For instance, a change which is generally seen as helpful because it makes clear that tax does not have to be deducted from particular payments could in theory mean that an employee is disadvantaged. That is because an employee whose employer has wilfully failed to deduct tax from any payments (salary, bonus or the particular payments) loses the ability, but purely in relation to the particular payments, to argue:
that the employer ought to have deducted tax;
so the employer (rather than the employee) should pay.
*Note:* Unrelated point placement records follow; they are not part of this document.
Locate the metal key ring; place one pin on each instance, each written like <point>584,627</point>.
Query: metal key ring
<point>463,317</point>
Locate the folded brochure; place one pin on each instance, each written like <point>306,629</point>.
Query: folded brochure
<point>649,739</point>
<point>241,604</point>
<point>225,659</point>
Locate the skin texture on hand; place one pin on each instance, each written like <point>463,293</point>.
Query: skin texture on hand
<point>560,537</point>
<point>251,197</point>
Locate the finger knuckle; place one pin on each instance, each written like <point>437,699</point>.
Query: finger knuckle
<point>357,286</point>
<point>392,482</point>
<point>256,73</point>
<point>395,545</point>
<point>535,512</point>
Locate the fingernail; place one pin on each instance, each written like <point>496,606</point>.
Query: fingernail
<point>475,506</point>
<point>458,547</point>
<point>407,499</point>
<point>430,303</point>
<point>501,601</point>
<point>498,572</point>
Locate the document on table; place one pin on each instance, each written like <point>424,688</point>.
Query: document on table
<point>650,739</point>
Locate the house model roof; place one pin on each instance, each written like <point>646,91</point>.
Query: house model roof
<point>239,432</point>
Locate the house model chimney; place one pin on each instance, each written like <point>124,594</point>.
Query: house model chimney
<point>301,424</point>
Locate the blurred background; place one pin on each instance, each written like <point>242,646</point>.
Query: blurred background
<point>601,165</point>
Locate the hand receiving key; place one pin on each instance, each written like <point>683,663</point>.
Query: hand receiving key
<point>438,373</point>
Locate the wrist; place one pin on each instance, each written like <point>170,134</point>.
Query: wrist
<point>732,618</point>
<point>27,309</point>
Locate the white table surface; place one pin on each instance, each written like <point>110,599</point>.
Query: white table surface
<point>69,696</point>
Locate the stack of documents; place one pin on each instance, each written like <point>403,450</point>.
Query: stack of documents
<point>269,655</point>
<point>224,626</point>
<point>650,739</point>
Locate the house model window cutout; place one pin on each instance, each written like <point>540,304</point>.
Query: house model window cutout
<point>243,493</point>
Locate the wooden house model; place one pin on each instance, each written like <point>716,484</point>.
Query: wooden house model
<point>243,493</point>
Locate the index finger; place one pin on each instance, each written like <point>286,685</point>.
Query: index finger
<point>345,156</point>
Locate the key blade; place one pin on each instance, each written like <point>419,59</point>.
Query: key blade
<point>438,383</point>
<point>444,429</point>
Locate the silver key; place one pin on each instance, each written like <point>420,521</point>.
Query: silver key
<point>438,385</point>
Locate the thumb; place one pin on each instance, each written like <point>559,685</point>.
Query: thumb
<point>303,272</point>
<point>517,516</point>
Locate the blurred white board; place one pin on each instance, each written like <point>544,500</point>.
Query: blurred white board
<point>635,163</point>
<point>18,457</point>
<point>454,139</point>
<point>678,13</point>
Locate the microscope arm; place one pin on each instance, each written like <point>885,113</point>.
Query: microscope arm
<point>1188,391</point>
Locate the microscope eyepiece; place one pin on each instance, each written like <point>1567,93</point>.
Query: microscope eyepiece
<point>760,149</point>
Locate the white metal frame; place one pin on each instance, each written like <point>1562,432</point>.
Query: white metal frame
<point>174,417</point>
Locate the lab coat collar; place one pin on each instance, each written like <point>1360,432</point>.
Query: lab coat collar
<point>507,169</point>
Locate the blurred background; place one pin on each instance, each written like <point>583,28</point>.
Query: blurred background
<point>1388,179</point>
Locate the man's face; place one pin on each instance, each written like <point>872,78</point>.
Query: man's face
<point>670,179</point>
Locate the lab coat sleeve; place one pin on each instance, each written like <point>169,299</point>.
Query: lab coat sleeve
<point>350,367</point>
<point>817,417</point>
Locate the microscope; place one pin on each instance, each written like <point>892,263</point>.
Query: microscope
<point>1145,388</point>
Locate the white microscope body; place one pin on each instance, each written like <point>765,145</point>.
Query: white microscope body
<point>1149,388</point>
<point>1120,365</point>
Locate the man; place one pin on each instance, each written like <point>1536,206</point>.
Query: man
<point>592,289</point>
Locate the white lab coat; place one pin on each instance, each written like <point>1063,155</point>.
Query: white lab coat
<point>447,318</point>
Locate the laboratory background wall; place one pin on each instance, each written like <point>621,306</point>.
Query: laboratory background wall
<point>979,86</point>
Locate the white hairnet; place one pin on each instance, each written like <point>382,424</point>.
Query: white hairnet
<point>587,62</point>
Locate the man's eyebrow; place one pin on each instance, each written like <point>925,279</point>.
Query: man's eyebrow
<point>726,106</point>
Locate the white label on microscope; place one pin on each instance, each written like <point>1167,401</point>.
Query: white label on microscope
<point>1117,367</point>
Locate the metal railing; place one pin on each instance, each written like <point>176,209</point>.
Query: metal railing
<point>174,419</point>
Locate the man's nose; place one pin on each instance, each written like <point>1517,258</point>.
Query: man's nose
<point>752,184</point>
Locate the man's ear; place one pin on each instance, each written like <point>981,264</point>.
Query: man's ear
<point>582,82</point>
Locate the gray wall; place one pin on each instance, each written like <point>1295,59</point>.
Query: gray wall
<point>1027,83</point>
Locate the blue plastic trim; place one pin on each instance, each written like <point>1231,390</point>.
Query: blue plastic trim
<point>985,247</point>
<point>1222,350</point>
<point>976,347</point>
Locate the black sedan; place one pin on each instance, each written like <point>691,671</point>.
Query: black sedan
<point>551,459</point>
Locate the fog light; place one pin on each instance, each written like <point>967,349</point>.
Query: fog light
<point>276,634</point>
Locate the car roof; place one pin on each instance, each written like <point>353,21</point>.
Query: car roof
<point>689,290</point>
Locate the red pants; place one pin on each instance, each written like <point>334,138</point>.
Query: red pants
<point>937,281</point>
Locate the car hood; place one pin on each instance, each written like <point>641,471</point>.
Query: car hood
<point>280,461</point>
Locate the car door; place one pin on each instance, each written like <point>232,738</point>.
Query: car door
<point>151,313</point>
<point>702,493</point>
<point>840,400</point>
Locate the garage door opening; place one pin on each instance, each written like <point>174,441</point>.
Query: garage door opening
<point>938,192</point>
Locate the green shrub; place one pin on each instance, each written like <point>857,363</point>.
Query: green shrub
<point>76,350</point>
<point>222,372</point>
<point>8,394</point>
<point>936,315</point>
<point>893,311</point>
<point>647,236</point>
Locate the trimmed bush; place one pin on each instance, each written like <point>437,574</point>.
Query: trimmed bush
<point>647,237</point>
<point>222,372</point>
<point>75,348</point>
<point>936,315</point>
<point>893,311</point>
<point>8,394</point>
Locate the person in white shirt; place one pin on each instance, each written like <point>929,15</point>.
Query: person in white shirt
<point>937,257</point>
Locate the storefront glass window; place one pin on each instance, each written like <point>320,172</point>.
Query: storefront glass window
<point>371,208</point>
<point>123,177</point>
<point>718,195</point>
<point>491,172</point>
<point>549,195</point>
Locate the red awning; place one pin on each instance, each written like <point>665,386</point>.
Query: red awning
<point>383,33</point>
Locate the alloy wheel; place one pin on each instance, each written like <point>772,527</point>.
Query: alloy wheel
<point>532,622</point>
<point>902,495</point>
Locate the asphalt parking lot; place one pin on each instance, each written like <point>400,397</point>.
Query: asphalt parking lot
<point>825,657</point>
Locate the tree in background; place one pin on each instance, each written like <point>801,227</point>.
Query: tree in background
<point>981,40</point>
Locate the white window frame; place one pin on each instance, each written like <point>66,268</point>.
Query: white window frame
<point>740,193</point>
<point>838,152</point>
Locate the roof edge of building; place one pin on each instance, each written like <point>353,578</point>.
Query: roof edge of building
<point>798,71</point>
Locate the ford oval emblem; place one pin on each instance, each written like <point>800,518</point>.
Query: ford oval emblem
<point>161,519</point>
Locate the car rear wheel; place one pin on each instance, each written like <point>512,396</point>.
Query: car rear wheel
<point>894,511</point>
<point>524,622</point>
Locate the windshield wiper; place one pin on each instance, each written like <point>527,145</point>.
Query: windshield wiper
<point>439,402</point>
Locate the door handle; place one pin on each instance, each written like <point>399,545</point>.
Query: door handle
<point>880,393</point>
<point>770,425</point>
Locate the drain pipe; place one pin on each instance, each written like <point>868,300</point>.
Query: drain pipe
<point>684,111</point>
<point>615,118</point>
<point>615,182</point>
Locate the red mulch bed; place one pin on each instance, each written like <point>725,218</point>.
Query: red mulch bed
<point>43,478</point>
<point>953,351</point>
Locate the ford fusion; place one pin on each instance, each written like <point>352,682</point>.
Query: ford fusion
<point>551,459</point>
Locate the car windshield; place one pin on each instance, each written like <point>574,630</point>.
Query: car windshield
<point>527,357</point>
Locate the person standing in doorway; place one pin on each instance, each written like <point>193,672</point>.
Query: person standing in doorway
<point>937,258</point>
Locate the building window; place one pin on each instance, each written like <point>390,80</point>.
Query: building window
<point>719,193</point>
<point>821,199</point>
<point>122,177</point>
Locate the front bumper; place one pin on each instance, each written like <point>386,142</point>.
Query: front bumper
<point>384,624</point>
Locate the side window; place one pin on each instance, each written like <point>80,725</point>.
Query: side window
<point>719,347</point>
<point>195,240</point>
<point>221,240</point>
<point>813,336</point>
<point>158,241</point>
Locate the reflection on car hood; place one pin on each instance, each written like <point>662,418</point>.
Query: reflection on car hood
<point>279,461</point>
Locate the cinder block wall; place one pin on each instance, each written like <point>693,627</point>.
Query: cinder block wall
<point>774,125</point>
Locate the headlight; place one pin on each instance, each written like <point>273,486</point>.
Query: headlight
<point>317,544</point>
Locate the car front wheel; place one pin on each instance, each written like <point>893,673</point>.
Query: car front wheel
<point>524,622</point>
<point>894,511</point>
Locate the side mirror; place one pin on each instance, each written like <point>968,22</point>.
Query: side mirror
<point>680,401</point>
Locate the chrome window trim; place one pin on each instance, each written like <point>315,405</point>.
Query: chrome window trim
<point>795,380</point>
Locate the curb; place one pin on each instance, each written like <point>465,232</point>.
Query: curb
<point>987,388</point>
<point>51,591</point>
The explanatory notes which accompany the Bill draw attention to all these possibilitiesno matter how remote, and the relevant parts of the Bill are in italics. But it is (so far as the Project can tell) all hypothetical. Consultation revealed no concern that these minor changes might actually change who pays what tax.
Paras 72 & 73
|Donations to charity: payroll deduction scheme: the current legislation allows a deduction for such donations as "an expense" for the year of assessment in which they are withheld. This gives rise to a problem where the income from which the donation is withheld is not taxable in the year in which the donation is made. The "expense" would then be allowed in a different year to that in which the income is taxable. This Bill makes clear that the deduction is given in taxing the income out of which the donation has been made. In rare cases this may move the deduction from one year to another and in a minority of cases a different (higher or lower) rate of tax might be applied as a result. But since in practice deductions are allowed from the income from which the deduction is made, this change is not expected to affect anyone's tax liability.
4. In addition to the changes which have led to italicisation
of provisions in the Bill, there are three changes in Annex 1
to the Explanatory Notes where the summary in bold italics at
the end of the change contains words suggesting that it affects
the incidence an existing charge to tax. In order to clarify the
position, the changes and a brief explanation of their effect
is given below.
Change 2 The summary says the change "affects"
when tax is paid (in principle but not in practice). In fact the
burden of the text of the change is that the change will have
no practical effects, ie the effect of the new rules will be the
same as that of the old ones. So in the context "affects"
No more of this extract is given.